Pour une espèce qui a reçu ce qui pourrait être la meilleure de toutes les planètes possibles, les humains ont été étrangement impatients de la quitter. Notre envie de nous aventurer dans l’espace nous accompagne depuis que nous avons réalisé pour la première fois que les points de lumière dans le ciel sont en fait des endroits dans le ciel. Reconnaître un lieu, pour nous, c’est suffisant pour vouloir le visiter.

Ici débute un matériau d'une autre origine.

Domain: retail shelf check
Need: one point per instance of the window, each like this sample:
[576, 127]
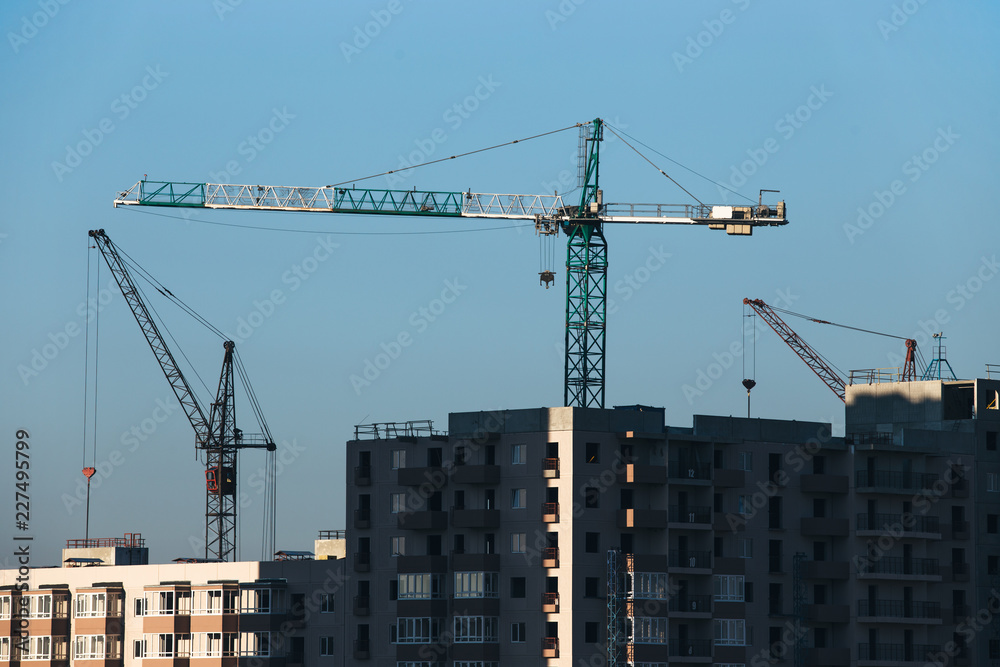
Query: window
[397, 546]
[398, 459]
[730, 632]
[649, 585]
[476, 584]
[476, 629]
[397, 502]
[745, 547]
[729, 587]
[517, 455]
[415, 630]
[418, 586]
[646, 629]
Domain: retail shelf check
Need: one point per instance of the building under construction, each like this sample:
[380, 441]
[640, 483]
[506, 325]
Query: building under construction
[568, 536]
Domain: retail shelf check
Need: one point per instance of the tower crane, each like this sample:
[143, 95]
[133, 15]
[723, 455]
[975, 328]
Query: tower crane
[830, 377]
[582, 223]
[217, 435]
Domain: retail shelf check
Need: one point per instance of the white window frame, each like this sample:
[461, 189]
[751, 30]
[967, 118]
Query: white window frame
[476, 585]
[730, 632]
[397, 459]
[729, 587]
[518, 454]
[476, 629]
[647, 629]
[397, 545]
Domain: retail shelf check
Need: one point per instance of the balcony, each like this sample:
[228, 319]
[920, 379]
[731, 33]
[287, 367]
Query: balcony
[730, 479]
[681, 472]
[815, 526]
[476, 474]
[642, 518]
[897, 652]
[433, 475]
[824, 483]
[362, 561]
[466, 518]
[691, 514]
[683, 605]
[550, 468]
[892, 481]
[643, 474]
[887, 523]
[690, 648]
[826, 569]
[422, 520]
[828, 657]
[701, 560]
[362, 605]
[898, 611]
[899, 567]
[828, 613]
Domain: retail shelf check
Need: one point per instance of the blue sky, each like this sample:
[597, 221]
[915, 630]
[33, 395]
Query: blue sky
[876, 120]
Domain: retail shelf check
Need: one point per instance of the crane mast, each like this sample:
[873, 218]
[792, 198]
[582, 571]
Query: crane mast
[583, 225]
[217, 435]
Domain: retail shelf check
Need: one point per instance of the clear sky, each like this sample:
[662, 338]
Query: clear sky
[876, 120]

Pendant des millénaires, ce souhait n’est resté qu’un souhait. Puis, en 1957, tout a changé lorsque l’Union soviétique a secoué le monde en annonçant qu’elle avait placé Spoutnik, le premier satellite artificiel, en orbite autour de la Terre. Les États-Unis se sont empressés de rattraper leur retard et, l’année suivante, ils ont créé la National Aeronautics and Space Administration, dans le but de revendiquer les droits de l’Amérique sur sa propre partie du cosmos. Au cours des 60 années qui ont suivi, c’est exactement ce que la NASA a fait.

Des générations d’exploration ont vu des engins spatiaux portant à la fois le drapeau américain et le logo de la NASA s’étendre dans tout le système solaire. Le diagramme ci-dessous, codé par couleur par décennie, retrace la plupart de ces voyages. C’est une illustration d’ambition, d’innovation, voire d’obsession.

La passion nationale pour la lune des années 1960 et 1970 s’est traduite non seulement par le voyage lunaire en machines, mais aussi en personnes. Notre histoire d’amour continue avec Mars n’a produit aujourd’hui rien de moins que des infrastructures américaines – des robots, des atterrisseurs, des orbiteurs – sur la planète rouge et autour de celle-ci.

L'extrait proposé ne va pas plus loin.